"Bad Blood"



A doctor tells an individual you have “Bad Blood” and he would treat you for it for free? Throw in the fact that this individual has never had medical care before. Sounds like a great plan. This is want six hundred low-income African Americans in Tuskegee, Alabama said yes to. Unknowing that all most two hundred of them didn’t have the disease and the four hundred that did would never be cured and most likely would die from the disease called syphilis.
This is the marketing the government used to
get individuals to come to the Tuskegee Study.

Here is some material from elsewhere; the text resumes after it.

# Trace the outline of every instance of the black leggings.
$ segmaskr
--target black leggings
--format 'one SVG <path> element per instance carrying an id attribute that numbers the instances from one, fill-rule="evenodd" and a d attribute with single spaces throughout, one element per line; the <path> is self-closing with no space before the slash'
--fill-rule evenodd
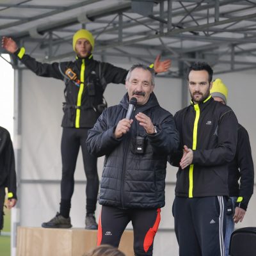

Syphilis is a sexual transmitted disease that slowly eats away at an individuals’ body and mind. Within 10 days to 3 months of being exposed to syphilis, an individual will notice lymph nodes near their groin are enlarged. The first sign of syphilis are small painless sores called “chancre”. Within 2 to 10 weeks after the first sore appears, an individual may experience Skin rash, sores in the mouth, fever, swollen glands, weight loss, hair loss, headaches, fatigue, and muscle aches. When syphilis is not treated it becomes very deadly. Ten to thirty years after the initial infection, an individual may experience brain problems, stroke, inflammation and infection around the brain and spinal cord, numbness, deafness, visual problems or blindness, personality changes, dementia, heart valve disease, aneurysms, and inflammation of blood vessels. In the end untreated syphilis doesn’t only destroy your body it is a slow and painful death because you lose your what makes you who you are, such as your hearing or eye sight, personality and memory.



This is a picture of one of the doctor taking blood
from one of the participants.  
This is a way the doctors used x-rays to see
  the effect of this disease on the 600 men.  

In 1495, the first documented case of syphilis was reported in Europe. In the time past there was many reported deaths from syphilis and what happened to their bodies and minds from the disease. Tuskegee Syphilis was not needed to find the effects of syphilis because the effects of this disease have been studied and witnessed for hundreds of years. This study was just an unnecessary and hurtful to the African American Community.  This study was used to show a scientific different between whites and blacks, where there is none.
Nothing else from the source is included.